Poole Harbour skyline Poole Harbour skyline

Dorset's largest town and industrial centre is the old port of Poole, which boasts one of the largest natural harbours in the world. The River Frome flows into the western end of the harbour. Most of the historic old town is clustered around the harbour area.

The natural harbour was formed around 7000 years ago at the end of the last Ice Age. Archaeological evidence indicates that sea levels have risen considerably over the years, so evidence of the earliest settlements is not easy to come by. The earliest artefact found is the Poole Logboat, a piece of oak dating from the 3rd century BC.

Poole Harbour sunset Poole Harbour sunset

It is believed that the Roman invasion passed through Poole and it is also thought that there may have been a small Norman settlement here. By the early 15th century, Poole became Dorset’s Port of the Staple and there were trading links with various ports in Europe. The town was thriving by the time of Elizabeth I, when it was given county status which it kept until the 19th century. By the 18th century, Poole was the main port for trade with North America.

The main quay is very busy with a mixture of crafts including fishing boats, yachts, powerboats and pleasure cruisers. Many waterside attractions include working potteries, where it is possible to throw your own pot. There is also an aquarium, a waterfront museum and a model railway in addition to numerous gift shops, cafés, restaurants and bars. It also become a popular area for living with many upmarket residential developments overlooking the waterfront.

Georgian Street Poole Poole

Today Poole has a thriving town centre with both chain stores and smaller individual shops. There are still a few quaint old cobbled streets and the long High Street is pedestrianised. Both the 18th century Guildhall and a medieval merchant’s house are museums. Inside the large undercover Dolphin Shopping Centre is the bus station and the railway station is also close to the town centre.

Poole holds International Blue Flags for its beaches, which are cleaned and raked regularly during the season. There are dog free zones and various activity areas for water sports and swimming. The two main beaches are Sandbanks and Canford Cliffs.

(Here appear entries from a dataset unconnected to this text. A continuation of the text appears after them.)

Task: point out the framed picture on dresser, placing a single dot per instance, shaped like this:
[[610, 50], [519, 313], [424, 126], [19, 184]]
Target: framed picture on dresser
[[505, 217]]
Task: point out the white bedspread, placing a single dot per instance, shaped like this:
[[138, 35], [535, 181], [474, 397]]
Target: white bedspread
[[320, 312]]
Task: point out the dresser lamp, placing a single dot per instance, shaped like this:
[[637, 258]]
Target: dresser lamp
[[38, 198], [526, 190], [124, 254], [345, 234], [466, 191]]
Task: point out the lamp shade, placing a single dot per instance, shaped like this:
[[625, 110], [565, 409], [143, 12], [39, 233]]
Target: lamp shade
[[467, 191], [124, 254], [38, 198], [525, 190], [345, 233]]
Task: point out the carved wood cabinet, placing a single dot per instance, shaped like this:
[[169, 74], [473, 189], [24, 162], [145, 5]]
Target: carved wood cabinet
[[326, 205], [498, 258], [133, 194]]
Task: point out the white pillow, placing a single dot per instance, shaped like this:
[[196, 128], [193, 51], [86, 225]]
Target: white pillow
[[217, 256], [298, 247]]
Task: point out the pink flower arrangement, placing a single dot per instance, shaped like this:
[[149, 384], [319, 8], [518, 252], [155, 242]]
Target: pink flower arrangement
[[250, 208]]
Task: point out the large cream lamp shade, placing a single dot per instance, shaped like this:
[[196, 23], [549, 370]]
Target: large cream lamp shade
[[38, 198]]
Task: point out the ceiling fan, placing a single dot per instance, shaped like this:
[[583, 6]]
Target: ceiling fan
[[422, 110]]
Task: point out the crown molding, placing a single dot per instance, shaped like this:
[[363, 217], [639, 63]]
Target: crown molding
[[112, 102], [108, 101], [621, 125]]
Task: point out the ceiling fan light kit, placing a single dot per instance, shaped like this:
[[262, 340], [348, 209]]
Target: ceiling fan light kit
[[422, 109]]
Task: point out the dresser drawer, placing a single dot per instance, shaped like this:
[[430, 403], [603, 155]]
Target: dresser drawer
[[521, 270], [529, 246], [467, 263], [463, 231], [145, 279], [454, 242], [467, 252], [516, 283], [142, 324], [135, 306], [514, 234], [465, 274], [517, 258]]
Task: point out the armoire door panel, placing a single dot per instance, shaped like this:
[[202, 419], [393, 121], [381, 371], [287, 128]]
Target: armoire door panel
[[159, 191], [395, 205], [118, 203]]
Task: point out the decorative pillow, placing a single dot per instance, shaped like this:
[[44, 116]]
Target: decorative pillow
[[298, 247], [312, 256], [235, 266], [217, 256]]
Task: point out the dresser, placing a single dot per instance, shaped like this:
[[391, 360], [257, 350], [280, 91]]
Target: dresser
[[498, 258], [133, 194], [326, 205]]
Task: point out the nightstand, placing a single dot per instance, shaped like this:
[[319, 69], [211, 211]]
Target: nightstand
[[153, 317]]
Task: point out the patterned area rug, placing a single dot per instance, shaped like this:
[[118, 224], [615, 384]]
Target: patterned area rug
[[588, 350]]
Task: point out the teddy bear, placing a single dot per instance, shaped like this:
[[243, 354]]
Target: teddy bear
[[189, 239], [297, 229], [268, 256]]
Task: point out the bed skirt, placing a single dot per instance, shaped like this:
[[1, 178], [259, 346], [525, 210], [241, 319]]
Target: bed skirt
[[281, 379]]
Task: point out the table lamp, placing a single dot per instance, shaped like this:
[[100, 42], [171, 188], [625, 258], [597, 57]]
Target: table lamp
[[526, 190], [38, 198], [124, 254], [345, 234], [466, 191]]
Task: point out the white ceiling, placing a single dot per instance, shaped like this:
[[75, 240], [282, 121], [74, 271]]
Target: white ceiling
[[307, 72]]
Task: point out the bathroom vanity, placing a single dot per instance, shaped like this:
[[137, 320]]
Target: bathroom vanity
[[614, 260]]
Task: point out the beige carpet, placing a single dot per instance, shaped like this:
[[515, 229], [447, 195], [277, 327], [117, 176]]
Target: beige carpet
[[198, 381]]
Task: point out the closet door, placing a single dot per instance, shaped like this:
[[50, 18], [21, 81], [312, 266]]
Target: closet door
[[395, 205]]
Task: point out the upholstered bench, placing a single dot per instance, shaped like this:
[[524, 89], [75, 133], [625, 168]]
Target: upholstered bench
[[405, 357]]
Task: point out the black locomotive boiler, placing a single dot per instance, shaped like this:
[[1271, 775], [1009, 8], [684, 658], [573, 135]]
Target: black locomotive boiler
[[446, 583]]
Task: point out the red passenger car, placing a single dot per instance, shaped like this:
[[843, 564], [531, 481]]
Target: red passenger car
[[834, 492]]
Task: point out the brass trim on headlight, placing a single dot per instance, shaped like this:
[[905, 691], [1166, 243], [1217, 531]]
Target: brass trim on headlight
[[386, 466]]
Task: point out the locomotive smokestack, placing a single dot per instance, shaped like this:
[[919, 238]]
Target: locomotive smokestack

Sandbanks beach Sandbanks beach

Sandbanks Beach has over three miles of golden sand on a stretch of naturally lovely coastline. Deckchair and windbreak hire is available here and at Branksome Chine. Canford Cliffs Beach has a steep sandy cliff face which is a haven for wildlife. There are first aid facilities here in addition to toilets and a refreshment kiosk Lifeguards operate on both beaches from the beginning of May until the end September each year. Dogs are banned from the main beaches during these months.

Together with neighbouring Bournemouth, Poole is still a working port town, with ship yards and regular cross channel ferry services to France and the Channel Islands. There are boat trips around Poole harbour, along the coast and to Brownsea Island. It is even possible to go as far as the Isle of Wight. There is also a ferry from Sandbanks across to Studland Bay, near Swanage and a chain ferry to the Isle of Purbeck. Brownsea Island is owned by the National Trust and is one of five islands in Poole Harbour. It is home to the endangered red squirrel.

Brownsea Island Brownsea Island

Other local attractions include the Italian and Japanese gardens at Compton Acres. These boast a deer sanctuary and have marvellous views over Poole Harbour. There are award winning gardens in Poole Park, which also offers a miniature railway, indoor and outdoor playgrounds for children and a café.

The large leisure complex at Tower Park has a ten screen cinema and there are numerous other entertainment venues in and around Poole. There are also facilities not only for water sports by for various other activities including golf and tennis. In addition to all this, there are spectacular firework displays throughout the summer.